Castlemaine Tooheys Pty Ltd v The State of South Australia (1986) 161 CLR 148; Australian Broadcasting Corporation v Lenah Game Meats Pty Ltd (2001) 208 CLR 199; Barker v Perpetual Trustees Australia Ltd and Pioneer Homes Pty Ltd (2003) 85 SASR 263; American Cyanamid Co v Ethicon Ltd (1975) A.C. 396, applied.
Barclay Mowlem Construction Ltd v Simon Engineering (Australia) Pty Ltd (1991) NSWLR 451, distinguished.
Kilpatrick Green Pty Ltd v State Supply Board (1991) 56 SASR 591; Broken Hill Proprietary Co Ltd v Hapag-Lloyd Aktiengesellschaft (1980) 2 NSWLR 572; Maggbury Pty Ltd v Hafele Australia Pty Ltd (2002) 210 CLR 181; State Transport Authority v Apex Quarries Ltd (1988) VR 187, considered.

LORENZIN CONSTRUCTION P/L v CHERO P/L
[2006] SADC 97

Judge Robertson
Civil

Introduction

  1. On 12 July 2006, a Judge of this  Court granted the Plaintiff an Interim Injunction restraining the Defendant from seeking recourse to contract performance Bank Guarantees (“Bank Guarantees”).  The Bank Guarantees were provided under the terms of two contracts for the performance of civil engineering works by the Plaintiff for the Defendant at a development called “Craigburn Farm”.  At the present time, the values of the Bank Guarantees are not substantial.  The hearing was ex parte.  The Plaintiff now makes application to maintain and extend the Injunction until “further order”.  In other words, the Plaintiff seeks to extend the Injunction until the hearing of the action.  The application is opposed by the Defendant, which seeks to have the Injunction discharged.
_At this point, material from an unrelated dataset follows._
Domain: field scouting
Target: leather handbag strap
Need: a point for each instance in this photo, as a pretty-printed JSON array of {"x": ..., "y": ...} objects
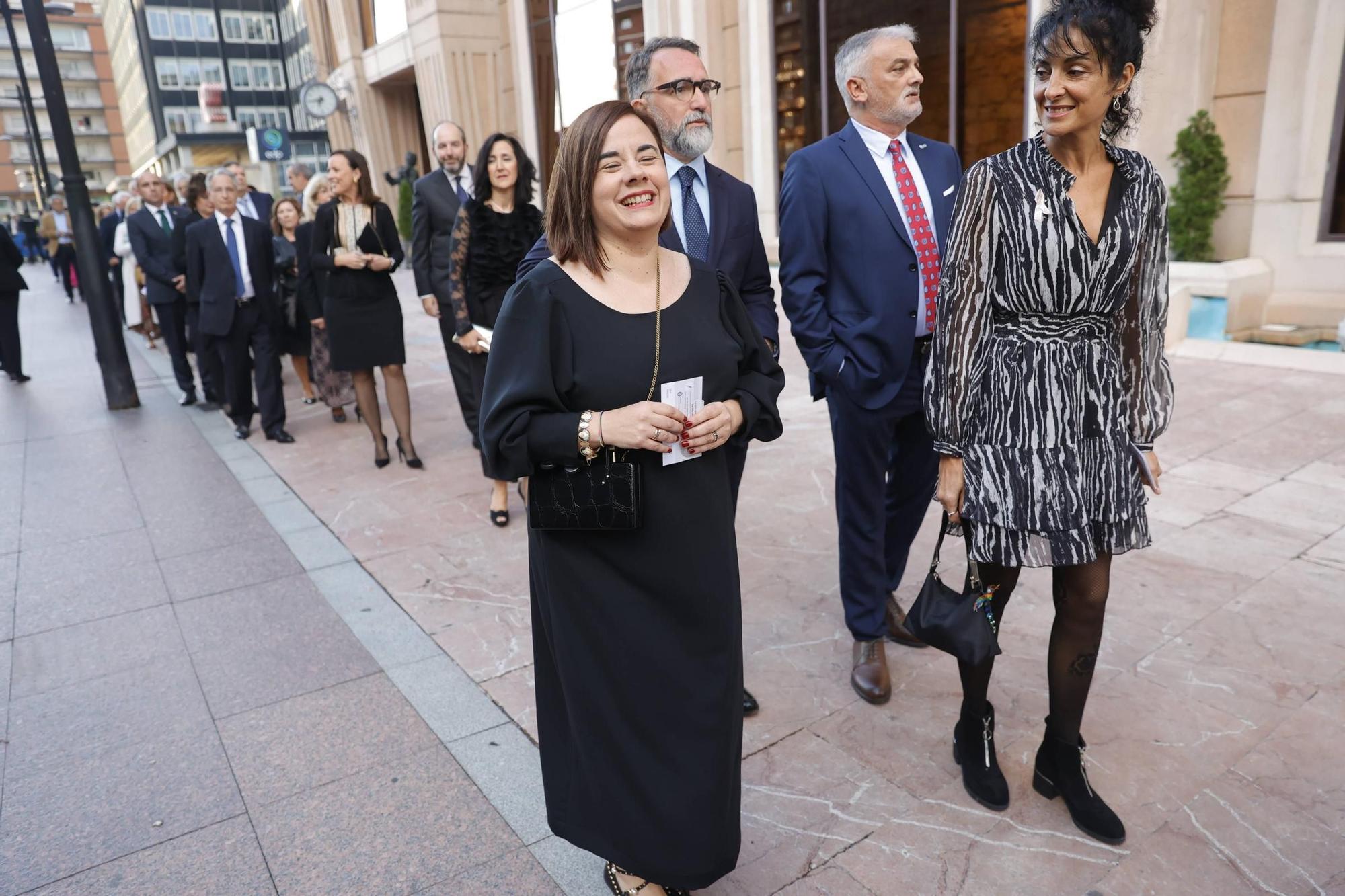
[{"x": 938, "y": 549}]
    Circumstances Leading To The Interim Injunction

  2. Before I deal with the issues which arose during the course of the hearing, I should briefly refer to the circumstances which led to the granting of the Interim Injunction.  The Defendant undertook civil construction works for the Plaintiff at its Craigburn Farm development on what was known as “Stage A1/A2” and “Stage F”.  On the evidence presented at the hearing it appears that the work undertaken by the Plaintiff on StageA1/A2 was pursuant to an agreement made in September 1998.  The work undertaken at Stage F appears to be pursuant to an agreement made in 1999.  For the purposes of these Reasons, I will proceed on the basis that there were two separate contracts.  What is important, is that both contracts included the provisions of the Australian Standard General Conditions of Contract (AS2124-1992) (“General Conditions”).  It was the provisions of the General Conditions which basically regulated the contractual relations between the Plaintiff and the Defendant with respect to the works to be undertaken.

  3. The works required to be completed by the Plaintiff under the contracts included road works and services and also the construction of an underground storm water drainage system.  Whilst it is not entirely clear from the evidence, it would seem that most of the works undertaken by the Plaintiff were completed by the end of 1999, although there were some outstanding issues after that time.  One of the matters in dispute, arising from the works completed by the Plaintiff, related to cracked stormwater drainage pipes.  It is that dispute which has led the parties to court.

  4. I pause in this narrative to make reference to some relevant clauses in the General Conditions.  As I said, it was these General Conditions which formed the basis of the contract for each stage.  Clause 23 of the General Conditions required the Defendant to ensure that throughout the period of the contracts there was a Superintendent appointed.  The Superintendent was required to exercise certain functions and responsibilities provided in the General Conditions.  In broad terms, the Superintendent, as an independent party, was to manage and supervise the works to be undertaken.

  5. Clause 42.1 of the General Conditions, in part, gives power to the Superintendent to issue Certificates requiring either the Principal or the Contractor named in the General Conditions, in this case the Defendant and the Plaintiff respectively, to make a payment of money to the other.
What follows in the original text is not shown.